The shift is visible in the data. According to the National Energy Administration, China’s total installed power generation capacity reached around 3.9 billion kilowatts by the end of 2025, up 16.1% year on year. Solar capacity jumped 35.4% to 1.2 billion kilowatts, while wind power rose 22.9% to 640 million kilowatts. Together, wind and solar passed the 1.8-billion-kilowatt mark – close to half of China’s total installed capacity – overtaking thermal power by roughly 300 million kilowatts. For the first time, fossil generation is no longer the dominant force on China’s capacity ledger. 

China wind and solar capacity

That crossover was powered by a record buildout. China added 430 million kilowatts of new wind and solar capacity in 2025, the highest annual total on record. Solar led the charge (pun intended) with 315 million kilowatts of new installations, while wind added 119 million kilowatts, accelerating sharply from the previous year. Analysts point to recent market reforms as a key factor. Rules requiring new renewable projects to sell electricity at market prices have favoured wind developers, where returns have proven more predictable than solar’s increasingly competitive, bid-driven model. 

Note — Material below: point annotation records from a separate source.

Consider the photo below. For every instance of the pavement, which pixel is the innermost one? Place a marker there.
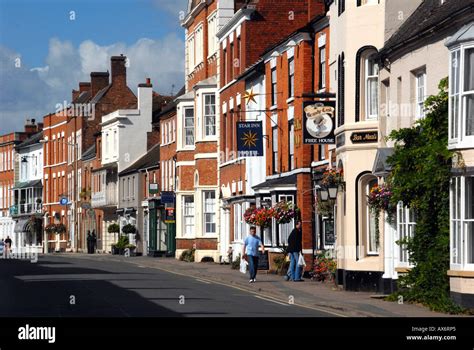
(318, 297)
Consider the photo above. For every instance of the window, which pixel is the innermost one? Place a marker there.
(274, 86)
(199, 45)
(405, 228)
(372, 239)
(322, 67)
(321, 152)
(454, 92)
(191, 55)
(462, 94)
(291, 77)
(341, 7)
(212, 31)
(371, 87)
(291, 142)
(189, 126)
(420, 86)
(367, 2)
(468, 91)
(284, 230)
(275, 149)
(462, 221)
(210, 114)
(209, 211)
(188, 215)
(340, 90)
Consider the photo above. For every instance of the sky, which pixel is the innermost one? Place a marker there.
(48, 46)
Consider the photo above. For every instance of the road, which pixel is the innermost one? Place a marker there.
(58, 286)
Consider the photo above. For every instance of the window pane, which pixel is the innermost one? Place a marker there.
(469, 70)
(469, 206)
(469, 100)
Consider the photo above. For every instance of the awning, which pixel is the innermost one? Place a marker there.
(270, 184)
(21, 225)
(28, 184)
(381, 168)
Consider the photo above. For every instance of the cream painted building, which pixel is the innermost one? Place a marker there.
(461, 139)
(361, 28)
(414, 61)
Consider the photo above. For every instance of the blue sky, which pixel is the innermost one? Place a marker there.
(45, 49)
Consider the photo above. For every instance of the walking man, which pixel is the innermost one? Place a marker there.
(8, 245)
(294, 249)
(250, 252)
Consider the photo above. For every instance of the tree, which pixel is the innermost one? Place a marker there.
(420, 178)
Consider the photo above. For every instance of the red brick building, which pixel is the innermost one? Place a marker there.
(8, 176)
(278, 78)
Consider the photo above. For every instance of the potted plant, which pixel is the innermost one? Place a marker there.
(379, 199)
(284, 212)
(129, 229)
(324, 268)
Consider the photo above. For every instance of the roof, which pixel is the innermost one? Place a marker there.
(381, 167)
(277, 182)
(34, 139)
(149, 160)
(429, 15)
(100, 94)
(28, 184)
(89, 153)
(463, 35)
(83, 97)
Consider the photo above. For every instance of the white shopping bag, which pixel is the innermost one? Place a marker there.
(243, 266)
(301, 261)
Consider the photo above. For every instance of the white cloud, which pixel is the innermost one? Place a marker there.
(33, 92)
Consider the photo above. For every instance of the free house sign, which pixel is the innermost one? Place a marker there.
(365, 137)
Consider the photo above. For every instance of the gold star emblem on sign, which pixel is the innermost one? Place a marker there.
(250, 96)
(250, 139)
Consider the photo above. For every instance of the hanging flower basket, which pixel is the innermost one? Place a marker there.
(259, 217)
(285, 212)
(379, 199)
(332, 177)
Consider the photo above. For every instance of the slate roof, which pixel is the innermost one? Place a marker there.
(277, 182)
(31, 140)
(429, 15)
(149, 160)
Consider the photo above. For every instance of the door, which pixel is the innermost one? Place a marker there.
(161, 231)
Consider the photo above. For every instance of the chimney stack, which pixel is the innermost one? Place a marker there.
(99, 80)
(119, 71)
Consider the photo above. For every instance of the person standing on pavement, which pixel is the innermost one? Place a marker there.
(294, 249)
(250, 252)
(8, 246)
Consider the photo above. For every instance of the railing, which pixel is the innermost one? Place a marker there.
(104, 198)
(26, 208)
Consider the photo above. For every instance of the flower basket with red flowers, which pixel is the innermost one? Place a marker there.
(284, 212)
(379, 199)
(259, 217)
(332, 177)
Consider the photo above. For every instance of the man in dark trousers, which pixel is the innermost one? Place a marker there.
(250, 252)
(294, 249)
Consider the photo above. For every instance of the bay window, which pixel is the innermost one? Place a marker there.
(461, 95)
(189, 126)
(210, 114)
(371, 87)
(209, 205)
(405, 228)
(462, 222)
(188, 215)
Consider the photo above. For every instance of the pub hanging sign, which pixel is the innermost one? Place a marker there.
(365, 137)
(249, 139)
(319, 123)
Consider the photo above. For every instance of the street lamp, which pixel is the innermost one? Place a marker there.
(74, 191)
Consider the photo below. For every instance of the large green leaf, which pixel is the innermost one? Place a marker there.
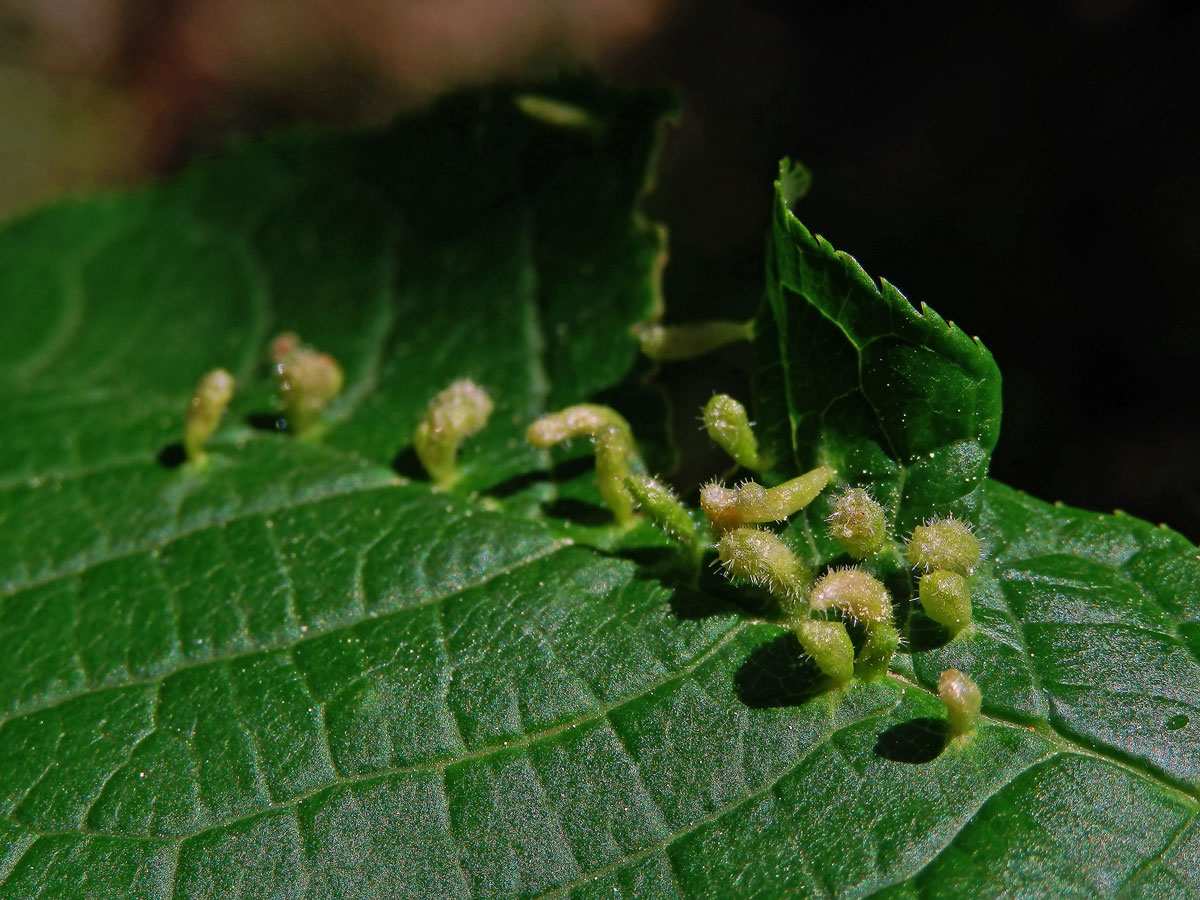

And so solar told a less linear story in 2025. Industry data shows a sharp, policy-driven surge in the year’s first half, but a big slowdown in the second. BloombergNEF has it that global annual solar additions will slack over the next decade, with China’s market facing pressure as subsidies fade and margins narrow. Wind is better placed. Industry estimates put China’s new wind installations at around 120 million kilowatts in 2026.  

Under its climate commitments, China is targeting roughly 3.6 billion kilowatts of combined wind and solar capacity by 2035. That includes peak carbon emissions by 2030, and carbon neutrality by 2060.